Published in Biochemical and biophysical research communications - 09 Apr 2016

Krishna Das B, Kumar A, Maindola P, Mahanty S, Jain SK, Reddy MK, Arockiasamy A

Link to Pubmed [PMID] – 27067046

Biochem. Biophys. Res. Commun. 2016 05;473(4):1152-1157

Dehydroascorbate reductase (DHAR), a member of the glutathione-S-transferase (GST) family, reduces dehydroascorbate (DHA) to ascorbate (AsA; Vitamin-C) in a glutathione (GSH)-dependent manner and in doing so, replenishes the critical AsA pool of the cell.
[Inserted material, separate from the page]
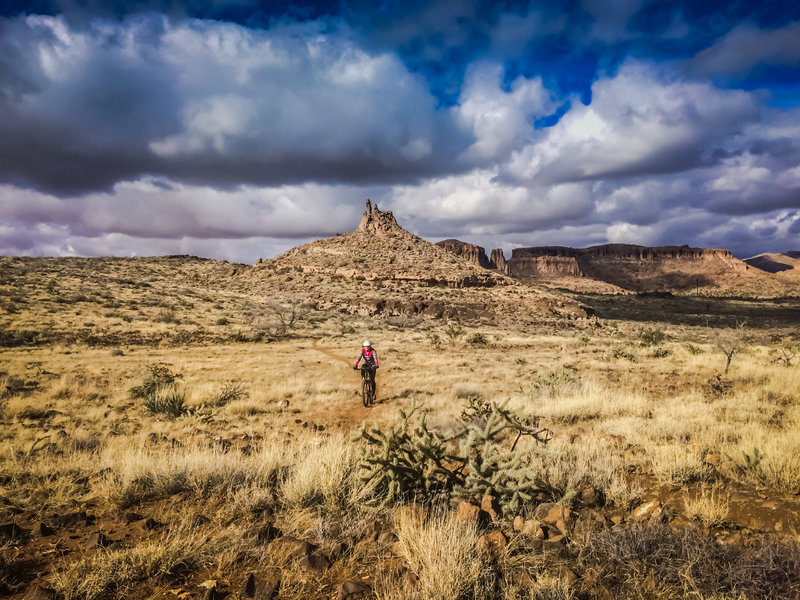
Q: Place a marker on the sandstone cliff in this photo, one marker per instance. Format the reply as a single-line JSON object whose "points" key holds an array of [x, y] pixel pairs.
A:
{"points": [[474, 254]]}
To understand the enzyme mechanism in detail, we determined the crystal structure of a plant DHAR from Pennisetum glaucum (PgDHAR) using Iodide-Single Anomalous Dispersion (SAD) and Molecular replacement methods, in two different space groups. Here, we show PgDHAR in complex with two non-native ligands, viz. an acetate bound at the G-site, which resembles the γ-carboxyl moiety of GSH, and a glycerol at the H-site, which shares the backbone of AsA. We also show that, in the absence of bound native substrates, these non-native ligands help define the critical ‘hook points’ in the DHAR enzyme active site. Further, our data suggest that these non-native ligands can act as the logical bootstrapping points for iterative design of inhibitors/analogs for DHARs.